The referendum on whether or not St Andrews should join the National Union of Students (NUS) has been officially cancelled.

The referendum was due to be held over 19 November to 20 November.

The motion to cancel the referendum passed without objection in a special joint meeting of Student Representatives Council (SRC) and Student Services Council (SSC).

The motion was triggered by the resignation of both the spokespeople for the “Yes” campaign, Jo Boon and Ali West.

Only one student attended an Extraordinary General Meeting (EGM) of the “Yes” side to replace them, and as they did not wish to stand for election – the posts remained vacant.

During debate on the motion, express was concerned by one SRC member over the amount of promotion the meetings to elect leaders for each side, and the referendum in general, had received.

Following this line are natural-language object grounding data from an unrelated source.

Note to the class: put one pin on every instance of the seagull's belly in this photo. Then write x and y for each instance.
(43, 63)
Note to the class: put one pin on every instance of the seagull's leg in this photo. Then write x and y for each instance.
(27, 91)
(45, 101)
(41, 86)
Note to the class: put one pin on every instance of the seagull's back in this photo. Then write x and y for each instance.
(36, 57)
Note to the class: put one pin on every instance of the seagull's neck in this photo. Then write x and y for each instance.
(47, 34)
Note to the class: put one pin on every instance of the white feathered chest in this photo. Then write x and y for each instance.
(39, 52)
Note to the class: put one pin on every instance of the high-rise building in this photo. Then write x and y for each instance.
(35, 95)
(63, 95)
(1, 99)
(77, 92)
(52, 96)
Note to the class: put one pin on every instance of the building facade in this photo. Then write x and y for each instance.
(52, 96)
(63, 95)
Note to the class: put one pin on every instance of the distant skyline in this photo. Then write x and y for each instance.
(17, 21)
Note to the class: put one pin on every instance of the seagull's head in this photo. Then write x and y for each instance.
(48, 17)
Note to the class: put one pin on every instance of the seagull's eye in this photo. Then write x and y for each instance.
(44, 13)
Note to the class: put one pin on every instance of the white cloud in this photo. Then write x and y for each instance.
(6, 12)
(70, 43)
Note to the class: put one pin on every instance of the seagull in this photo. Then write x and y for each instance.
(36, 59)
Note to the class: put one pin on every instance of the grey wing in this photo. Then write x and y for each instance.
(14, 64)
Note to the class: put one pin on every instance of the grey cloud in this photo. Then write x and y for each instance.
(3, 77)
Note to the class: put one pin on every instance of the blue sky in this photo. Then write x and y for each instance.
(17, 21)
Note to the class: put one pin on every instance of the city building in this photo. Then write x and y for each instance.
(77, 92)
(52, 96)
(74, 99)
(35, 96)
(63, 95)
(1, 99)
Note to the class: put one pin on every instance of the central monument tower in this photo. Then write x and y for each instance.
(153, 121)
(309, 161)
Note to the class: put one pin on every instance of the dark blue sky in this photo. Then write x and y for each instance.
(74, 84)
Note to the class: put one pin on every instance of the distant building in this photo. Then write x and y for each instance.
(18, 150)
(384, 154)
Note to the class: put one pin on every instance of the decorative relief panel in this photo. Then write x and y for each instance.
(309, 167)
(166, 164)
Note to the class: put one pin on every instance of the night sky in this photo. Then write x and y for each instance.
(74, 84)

Joe Tantillo, the Students’ Association Director of Representation, said in response that several emails had been sent out to the entire student body and that the meetings had also received promotion online through social media.

“The elections committee also believes that it’s up to those students who want to participate to generate a lot of the activity as well,” Mr Tantillo said.

External Campaigns Officer, Toby Emerson, said that he supported the motion but proposed an amendment to mandate the Association and Sabbatical officers to conduct research into the lack of student participation and engagement and produce a report to the councils before March.

Kyle Blain, Director of Student Development and Activities, agreed, saying that “I don’t think anyone in here would disagree with saying that we have a problem with student engagement.”

The amendment was passed without objection.

Robert Dixon, the societies officer on the SSC, spoke in support of cancelling the referendum: “It’s our responsibility to hold referendums and elections fairly … to hold the referendum without one campaign team would be irresponsible.”

The President of the Students’ Association, Pat Mathewson, gave his views on what the procedure for future referendums should be. He said: “Seven months ago, we sat in this room and I said it would be much better if this was coming from students. I think moving forward in the future that’s exactly what we should go for. I think, quite frankly, it’s malpractice that you’re engineered to have a referendum that wasn’t led by students in the first place.”

“Let’s be responsive to the students that put us in these roles,” he added.

Mr Tantillo expressed his disappointment that the referendum would not be going forward to The Saint. “When we initially put it through, and the councils were split, although I didn’t have a vote at the time I was opposed to us doing it without a petition,” he said. “Though, once it was going forward, I was excited about it.”

He continued: “I think we’ve rectified a situation where we probably shouldn’t have had it [the referendum] in the first place. Though if there are any students out there who want it, in the future, the mechanisms still exist to bring it forward. I think we’ve done the right thing for the student body.”


  1. This whole Jo Boondoggle has been hilarious to watch.

    First, despite the University historically having always rejected joining the NUS (75 percent to 25 percent last time!), a small group of activists railroaded us into having yet another referendum on the issue. For whatever reason they think we should be forced to accept the mandate of what a bunch of quote-unquote “activists” (under the veneer of being some kind of single-party legislature) decide on a whim. Yet most of the students here are smart enough to know that we are capable of governing ourselves, thank you very much, so it was always going to fail anyway.

    Then, despite the fact that we would have to fork over nearly 20,000 pounds to this organization, the pro-NUS camp whined that they didn’t have enough money to run their campaign. Obviously the irony that they request more money so they can campaign for our Union giving the rest of it away is lost on them. The annual affiliation fee would amount to 80 per cent of the societies’ budget granted by the University, but that is a small price to pay to score points for my frothing political agenda!

    Finally, despite their self-styled passion for student “politics” they resign at the last minute and end up just wasting our time and money. Precisely the kind of maturity one would expect from someone wanting to join that absurd organization.

    Let this issue die already, no one wants it, no one cares.